In ihrer Begrüssungsrede betonte Staatssekretärin Martina Hirayama die Bedeutung der Cybersecurity für die Wirtschaft und Gesellschaft in der Schweiz. Dabei unterstrich sie die entscheidende Rolle der internationalen Zusammenarbeit für die Cybersecurity-Forschung. Sowohl auf nationaler als auch auf internationaler Ebene gelte es zahlreiche Synergiepotenziale zu nutzen, um den Herausforderungen der digitalen Welt zu begegnen. Sie erläuterte dazu die Rolle der Politik im Sektor Bildung, Forschung und Innovation (BFI) und erinnerte die Teilnehmenden an das Bottom-up-Prinzip der Institutionen.
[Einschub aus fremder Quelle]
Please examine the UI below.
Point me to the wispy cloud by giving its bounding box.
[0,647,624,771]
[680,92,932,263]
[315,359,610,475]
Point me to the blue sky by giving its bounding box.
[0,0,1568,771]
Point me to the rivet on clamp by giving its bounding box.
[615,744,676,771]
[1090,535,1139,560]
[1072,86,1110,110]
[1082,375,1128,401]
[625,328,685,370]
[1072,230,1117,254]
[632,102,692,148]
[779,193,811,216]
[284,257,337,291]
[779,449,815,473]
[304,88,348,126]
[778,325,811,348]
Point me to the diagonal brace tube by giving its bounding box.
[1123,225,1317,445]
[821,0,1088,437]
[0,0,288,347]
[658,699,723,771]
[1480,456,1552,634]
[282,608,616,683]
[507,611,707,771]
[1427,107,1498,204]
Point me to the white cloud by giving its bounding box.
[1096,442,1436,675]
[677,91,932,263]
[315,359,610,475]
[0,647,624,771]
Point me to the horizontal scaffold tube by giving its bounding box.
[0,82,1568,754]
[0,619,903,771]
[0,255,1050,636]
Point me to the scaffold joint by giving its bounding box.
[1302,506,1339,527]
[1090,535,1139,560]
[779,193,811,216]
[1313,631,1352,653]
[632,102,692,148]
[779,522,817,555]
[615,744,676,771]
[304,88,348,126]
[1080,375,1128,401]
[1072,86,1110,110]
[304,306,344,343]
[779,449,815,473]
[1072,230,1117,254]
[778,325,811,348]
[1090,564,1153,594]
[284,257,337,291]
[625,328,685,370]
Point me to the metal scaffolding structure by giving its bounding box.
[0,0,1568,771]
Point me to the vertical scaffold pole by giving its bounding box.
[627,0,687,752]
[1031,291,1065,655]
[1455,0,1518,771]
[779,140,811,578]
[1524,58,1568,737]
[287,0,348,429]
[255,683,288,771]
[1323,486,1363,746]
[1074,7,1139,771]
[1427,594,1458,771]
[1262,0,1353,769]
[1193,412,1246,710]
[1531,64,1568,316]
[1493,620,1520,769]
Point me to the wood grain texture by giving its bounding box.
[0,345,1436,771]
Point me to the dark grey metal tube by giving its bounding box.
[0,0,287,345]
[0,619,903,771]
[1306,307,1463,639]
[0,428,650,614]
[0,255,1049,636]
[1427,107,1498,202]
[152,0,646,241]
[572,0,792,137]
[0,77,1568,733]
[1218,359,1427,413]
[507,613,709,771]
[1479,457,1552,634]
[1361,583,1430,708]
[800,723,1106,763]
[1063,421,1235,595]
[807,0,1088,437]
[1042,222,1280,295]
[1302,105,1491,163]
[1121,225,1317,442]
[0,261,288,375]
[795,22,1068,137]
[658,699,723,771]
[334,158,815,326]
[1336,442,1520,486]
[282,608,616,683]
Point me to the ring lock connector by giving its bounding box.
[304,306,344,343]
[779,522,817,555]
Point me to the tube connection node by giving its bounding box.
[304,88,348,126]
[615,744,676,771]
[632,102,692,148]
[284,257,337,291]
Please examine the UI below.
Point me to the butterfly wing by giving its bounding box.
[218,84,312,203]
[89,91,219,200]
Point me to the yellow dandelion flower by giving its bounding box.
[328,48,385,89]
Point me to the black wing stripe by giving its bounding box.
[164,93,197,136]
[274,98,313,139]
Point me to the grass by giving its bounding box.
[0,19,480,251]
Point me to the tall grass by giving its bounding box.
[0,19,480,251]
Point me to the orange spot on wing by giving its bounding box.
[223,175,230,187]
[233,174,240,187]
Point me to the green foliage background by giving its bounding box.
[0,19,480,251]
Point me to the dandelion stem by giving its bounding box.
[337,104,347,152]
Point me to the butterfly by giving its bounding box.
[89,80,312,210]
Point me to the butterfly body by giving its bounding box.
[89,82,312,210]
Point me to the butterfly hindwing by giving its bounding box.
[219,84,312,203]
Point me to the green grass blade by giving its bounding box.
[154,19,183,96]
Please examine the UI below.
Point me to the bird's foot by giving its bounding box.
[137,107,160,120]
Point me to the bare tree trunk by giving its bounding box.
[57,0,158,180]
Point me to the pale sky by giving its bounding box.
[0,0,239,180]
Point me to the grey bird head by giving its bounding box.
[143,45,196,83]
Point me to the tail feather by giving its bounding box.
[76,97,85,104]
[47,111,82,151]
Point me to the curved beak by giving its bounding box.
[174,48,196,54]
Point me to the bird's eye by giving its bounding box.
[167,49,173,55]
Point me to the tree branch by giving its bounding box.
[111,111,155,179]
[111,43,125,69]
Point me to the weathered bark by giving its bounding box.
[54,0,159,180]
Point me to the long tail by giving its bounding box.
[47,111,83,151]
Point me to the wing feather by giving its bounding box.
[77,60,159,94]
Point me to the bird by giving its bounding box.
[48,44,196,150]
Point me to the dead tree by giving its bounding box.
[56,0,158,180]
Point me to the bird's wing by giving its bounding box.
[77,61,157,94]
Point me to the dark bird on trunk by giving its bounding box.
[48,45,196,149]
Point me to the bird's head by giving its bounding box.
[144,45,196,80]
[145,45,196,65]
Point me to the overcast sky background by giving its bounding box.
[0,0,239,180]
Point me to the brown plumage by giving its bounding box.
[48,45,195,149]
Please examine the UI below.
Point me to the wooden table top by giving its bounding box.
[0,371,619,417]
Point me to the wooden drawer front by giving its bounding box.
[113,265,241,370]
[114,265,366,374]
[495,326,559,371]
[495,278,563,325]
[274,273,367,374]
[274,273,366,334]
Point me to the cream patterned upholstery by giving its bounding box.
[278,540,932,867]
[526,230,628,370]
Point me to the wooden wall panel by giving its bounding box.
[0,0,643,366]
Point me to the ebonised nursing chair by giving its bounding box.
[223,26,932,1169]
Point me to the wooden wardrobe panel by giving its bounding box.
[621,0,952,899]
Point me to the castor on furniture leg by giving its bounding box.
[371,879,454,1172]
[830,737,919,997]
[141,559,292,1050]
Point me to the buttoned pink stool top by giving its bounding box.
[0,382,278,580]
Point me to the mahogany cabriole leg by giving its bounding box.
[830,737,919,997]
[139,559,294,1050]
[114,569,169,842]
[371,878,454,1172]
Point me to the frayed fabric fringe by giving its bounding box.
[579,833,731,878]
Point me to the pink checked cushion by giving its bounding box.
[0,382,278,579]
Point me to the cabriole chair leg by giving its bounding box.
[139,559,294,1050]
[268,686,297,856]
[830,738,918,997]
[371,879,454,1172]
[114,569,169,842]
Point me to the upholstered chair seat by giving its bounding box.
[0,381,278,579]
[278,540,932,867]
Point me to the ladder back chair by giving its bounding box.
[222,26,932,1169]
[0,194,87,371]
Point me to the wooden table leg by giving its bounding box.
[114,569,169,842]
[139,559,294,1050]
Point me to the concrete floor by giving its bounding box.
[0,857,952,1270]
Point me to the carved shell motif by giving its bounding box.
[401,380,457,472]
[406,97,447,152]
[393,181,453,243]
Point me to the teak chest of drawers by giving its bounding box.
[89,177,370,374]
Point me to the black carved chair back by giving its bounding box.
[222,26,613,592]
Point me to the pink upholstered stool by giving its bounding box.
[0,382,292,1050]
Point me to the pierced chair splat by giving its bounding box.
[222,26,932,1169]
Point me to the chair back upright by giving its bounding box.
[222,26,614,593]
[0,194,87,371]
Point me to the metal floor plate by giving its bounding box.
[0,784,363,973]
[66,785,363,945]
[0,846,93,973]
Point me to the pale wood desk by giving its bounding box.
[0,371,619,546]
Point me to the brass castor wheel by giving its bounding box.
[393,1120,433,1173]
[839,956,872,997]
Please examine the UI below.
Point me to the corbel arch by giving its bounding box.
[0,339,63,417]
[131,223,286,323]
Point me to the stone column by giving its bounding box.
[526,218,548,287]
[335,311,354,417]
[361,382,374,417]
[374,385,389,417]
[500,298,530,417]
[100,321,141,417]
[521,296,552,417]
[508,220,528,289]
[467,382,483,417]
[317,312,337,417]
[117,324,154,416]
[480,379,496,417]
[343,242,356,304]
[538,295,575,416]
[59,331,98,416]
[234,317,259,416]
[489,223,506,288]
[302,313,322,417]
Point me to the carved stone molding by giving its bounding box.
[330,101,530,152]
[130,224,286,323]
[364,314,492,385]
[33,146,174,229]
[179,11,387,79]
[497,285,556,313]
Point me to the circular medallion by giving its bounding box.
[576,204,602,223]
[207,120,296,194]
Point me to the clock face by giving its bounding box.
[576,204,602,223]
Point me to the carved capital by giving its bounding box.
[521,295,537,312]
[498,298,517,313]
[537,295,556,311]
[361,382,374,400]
Des Weiteren informierte Staatssekretärin Hirayama über die aktuellen Beteiligungsmöglichkeiten in den EU-Rahmenprogrammen und die bereits beschlossenen Übergangsmassnahmen für den Zeitraum 2021-2023. Martina Hirayama bedankte sich abschliessend auch für die Bereitschaft der Speaker:innen, ihre Sichtweisen zu teilen. Es sei zentral, die Bedürfnisse und Herausforderungen der verschiedenen Stakeholder:innen zu kennen, um die richtigen Massnahmen und Entscheide aus Sicht der Forschungsförderung in der Schweiz zu fällen.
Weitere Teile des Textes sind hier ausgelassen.